Over the last four fiscal years, private equity investment volumes in India are down 43% to $3.7 billion in FY25 from $6.7 billion in FY21 due to reduced foreign activity amid heightened global macroeconomic uncertainty and geopolitical volatility, Anarock said.
Shobhit Agarwal, MD and CEO – ANAROCK Capital, said, “PE investment volumes have steadily declined over the past five years, dropping from $6.4 billion in FY21 to approximately $ 3.7 billion in both FY25. This represents a 43% decrease from FY21 levels, primarily driven by reduced foreign investor activity amid heightened global macroeconomic uncertainty and geopolitical volatility.”
Number of deals decrease
The number of deals also decreased from 51 in FY24 to 39 in FY25. There were fewer but larger deals dominating the investment space, it showed.
Residential sector enters consolidation phase
It noted that the residential sector has entered a consolidation phase, with average deal size dropping to $117 million (Q2–Q4 FY25) from $233 million (Q1 FY23–Q4 FY25). However, international equity interest is emerging, as seen in Blackstone’s investment in Kolte Patil and Alpha Wave’s deal with Oberoi Realty, the consultant said.
Offices saw a steep decline in investment—$806 million in FY25 vs. $2.2 billion in FY24. While leasing activity remains robust, investor caution persists due to high interest rates and geopolitical stress. The outlook is optimistic with potential rate cuts on the horizon, the data showed.
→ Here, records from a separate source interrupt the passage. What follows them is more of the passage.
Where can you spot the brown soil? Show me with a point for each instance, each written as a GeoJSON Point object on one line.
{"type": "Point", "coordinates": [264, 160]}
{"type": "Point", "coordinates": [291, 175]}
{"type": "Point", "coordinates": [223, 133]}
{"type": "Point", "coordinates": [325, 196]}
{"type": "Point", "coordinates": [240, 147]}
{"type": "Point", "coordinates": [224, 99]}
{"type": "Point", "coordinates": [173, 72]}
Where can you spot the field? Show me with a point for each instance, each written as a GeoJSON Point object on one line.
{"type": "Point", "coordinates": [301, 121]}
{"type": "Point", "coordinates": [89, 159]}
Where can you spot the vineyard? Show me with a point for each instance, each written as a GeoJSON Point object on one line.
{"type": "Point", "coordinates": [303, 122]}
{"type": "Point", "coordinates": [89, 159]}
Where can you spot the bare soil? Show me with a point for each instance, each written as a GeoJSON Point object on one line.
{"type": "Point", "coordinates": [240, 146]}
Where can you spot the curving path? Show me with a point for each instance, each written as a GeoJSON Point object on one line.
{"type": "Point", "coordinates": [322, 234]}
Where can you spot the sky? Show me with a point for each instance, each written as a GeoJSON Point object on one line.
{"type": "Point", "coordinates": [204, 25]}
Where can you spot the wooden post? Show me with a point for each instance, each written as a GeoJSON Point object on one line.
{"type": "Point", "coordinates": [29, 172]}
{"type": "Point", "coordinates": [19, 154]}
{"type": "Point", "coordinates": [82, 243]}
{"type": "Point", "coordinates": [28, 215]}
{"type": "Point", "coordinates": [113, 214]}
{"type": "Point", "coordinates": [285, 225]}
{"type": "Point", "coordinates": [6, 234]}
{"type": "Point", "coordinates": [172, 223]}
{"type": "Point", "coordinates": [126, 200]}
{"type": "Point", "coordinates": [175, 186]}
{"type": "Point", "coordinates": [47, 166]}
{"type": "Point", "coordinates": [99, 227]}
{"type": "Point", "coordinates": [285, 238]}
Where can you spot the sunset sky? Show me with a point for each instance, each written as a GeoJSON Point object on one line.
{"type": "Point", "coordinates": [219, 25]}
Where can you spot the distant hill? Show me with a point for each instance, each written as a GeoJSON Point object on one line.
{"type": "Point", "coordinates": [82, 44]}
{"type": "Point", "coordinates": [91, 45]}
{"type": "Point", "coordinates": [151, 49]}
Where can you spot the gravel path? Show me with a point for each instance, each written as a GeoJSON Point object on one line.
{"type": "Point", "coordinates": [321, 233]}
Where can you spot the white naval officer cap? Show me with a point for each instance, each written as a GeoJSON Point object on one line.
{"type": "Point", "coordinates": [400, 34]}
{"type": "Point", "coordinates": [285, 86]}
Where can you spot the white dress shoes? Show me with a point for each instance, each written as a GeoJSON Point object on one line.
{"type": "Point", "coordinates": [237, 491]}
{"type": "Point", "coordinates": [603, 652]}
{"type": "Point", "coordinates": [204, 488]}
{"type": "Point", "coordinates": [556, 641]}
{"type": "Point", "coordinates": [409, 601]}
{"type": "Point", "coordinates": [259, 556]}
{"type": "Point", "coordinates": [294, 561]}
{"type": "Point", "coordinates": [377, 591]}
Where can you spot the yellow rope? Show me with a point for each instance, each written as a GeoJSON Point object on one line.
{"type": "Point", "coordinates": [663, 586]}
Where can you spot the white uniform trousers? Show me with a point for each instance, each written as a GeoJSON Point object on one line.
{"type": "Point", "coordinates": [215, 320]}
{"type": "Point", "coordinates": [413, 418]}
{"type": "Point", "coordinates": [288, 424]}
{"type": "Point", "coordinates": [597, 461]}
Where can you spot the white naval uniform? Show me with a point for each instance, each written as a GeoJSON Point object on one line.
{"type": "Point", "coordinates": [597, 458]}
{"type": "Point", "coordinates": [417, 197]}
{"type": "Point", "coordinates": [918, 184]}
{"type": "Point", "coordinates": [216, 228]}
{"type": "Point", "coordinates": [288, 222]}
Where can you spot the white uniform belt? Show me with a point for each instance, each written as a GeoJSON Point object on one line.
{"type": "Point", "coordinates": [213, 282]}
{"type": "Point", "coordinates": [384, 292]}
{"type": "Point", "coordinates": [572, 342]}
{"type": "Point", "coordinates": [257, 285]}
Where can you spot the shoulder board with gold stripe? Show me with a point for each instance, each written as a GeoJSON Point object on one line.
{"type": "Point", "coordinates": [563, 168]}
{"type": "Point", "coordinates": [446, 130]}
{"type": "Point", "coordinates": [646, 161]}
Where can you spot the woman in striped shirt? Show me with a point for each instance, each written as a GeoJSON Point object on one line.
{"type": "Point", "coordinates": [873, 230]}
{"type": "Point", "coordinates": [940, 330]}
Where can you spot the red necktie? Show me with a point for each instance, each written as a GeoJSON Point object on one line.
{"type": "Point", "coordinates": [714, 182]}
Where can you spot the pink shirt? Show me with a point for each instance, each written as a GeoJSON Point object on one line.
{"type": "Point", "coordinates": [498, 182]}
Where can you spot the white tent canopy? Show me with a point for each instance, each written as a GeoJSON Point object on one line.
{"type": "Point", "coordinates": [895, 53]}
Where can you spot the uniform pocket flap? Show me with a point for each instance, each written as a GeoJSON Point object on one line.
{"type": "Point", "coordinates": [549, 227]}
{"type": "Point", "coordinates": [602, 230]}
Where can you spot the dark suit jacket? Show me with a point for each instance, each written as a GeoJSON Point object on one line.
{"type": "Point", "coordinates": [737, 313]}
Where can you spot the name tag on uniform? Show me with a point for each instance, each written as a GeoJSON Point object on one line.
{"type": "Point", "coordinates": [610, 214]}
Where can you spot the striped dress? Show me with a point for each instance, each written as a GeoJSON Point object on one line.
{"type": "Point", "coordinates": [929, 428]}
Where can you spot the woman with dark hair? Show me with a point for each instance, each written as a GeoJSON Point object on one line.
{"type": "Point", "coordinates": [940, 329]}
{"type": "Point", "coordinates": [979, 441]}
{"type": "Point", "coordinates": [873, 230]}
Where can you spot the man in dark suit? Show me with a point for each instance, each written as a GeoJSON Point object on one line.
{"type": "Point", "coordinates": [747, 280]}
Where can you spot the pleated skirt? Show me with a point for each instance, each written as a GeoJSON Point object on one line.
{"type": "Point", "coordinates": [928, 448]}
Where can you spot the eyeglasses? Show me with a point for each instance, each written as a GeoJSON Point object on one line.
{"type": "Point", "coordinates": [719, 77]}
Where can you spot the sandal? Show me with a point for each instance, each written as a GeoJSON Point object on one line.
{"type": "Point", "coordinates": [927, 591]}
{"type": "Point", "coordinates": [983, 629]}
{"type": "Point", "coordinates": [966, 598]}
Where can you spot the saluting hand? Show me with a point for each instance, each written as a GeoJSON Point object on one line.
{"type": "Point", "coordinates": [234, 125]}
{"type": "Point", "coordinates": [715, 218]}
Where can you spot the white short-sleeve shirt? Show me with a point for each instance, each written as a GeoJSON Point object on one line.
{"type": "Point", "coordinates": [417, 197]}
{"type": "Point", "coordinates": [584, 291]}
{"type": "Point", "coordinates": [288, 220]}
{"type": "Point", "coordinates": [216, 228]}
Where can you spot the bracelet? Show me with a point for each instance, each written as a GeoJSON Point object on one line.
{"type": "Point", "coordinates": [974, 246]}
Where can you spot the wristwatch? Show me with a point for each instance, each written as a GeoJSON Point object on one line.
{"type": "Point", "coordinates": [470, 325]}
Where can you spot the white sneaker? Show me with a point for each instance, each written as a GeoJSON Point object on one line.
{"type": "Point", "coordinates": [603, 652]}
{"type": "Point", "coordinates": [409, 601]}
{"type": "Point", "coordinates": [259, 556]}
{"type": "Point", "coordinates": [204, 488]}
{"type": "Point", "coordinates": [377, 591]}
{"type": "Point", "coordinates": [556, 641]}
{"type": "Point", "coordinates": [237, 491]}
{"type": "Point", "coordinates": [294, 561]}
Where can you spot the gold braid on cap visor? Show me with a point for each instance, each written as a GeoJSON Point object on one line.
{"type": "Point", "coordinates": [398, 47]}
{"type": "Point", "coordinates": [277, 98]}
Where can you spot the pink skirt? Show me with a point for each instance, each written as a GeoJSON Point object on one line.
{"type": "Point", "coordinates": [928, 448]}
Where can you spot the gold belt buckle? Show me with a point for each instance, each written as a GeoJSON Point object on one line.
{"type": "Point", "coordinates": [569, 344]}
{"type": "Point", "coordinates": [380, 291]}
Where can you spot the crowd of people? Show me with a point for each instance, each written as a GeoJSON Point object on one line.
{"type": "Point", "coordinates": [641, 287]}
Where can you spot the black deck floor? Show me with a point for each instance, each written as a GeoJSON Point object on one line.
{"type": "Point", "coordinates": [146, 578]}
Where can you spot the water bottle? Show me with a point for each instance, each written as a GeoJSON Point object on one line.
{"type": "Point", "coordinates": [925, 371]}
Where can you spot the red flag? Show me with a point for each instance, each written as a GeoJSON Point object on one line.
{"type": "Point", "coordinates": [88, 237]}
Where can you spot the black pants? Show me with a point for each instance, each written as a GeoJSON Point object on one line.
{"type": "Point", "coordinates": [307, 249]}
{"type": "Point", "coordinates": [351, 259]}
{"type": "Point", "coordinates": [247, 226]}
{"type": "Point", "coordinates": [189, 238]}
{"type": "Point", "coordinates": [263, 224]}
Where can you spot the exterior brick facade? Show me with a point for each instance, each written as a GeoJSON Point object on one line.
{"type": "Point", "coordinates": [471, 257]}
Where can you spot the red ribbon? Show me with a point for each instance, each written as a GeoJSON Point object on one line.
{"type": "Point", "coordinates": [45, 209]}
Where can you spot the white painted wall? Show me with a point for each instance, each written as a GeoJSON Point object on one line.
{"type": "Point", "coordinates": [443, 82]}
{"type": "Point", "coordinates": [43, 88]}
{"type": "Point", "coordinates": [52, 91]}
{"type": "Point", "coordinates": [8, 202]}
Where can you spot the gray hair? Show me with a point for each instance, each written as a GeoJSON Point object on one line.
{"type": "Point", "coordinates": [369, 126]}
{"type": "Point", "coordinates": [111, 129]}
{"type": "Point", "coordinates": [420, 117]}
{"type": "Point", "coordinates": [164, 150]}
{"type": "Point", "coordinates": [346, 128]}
Retail continues to thrive on strong consumer demand. While mall operators like DLF, Nexus, and Phoenix are expanding aggressively, PE activity remains limited due to dominance by well-funded players and REITs, it noted.
Warehousing demand is buoyed by manufacturing, e-commerce, and 3PL growth. A clear shift toward Grade A assets and ESG-compliant formats is being observed, reinforcing long-term institutional interest, the consultant said.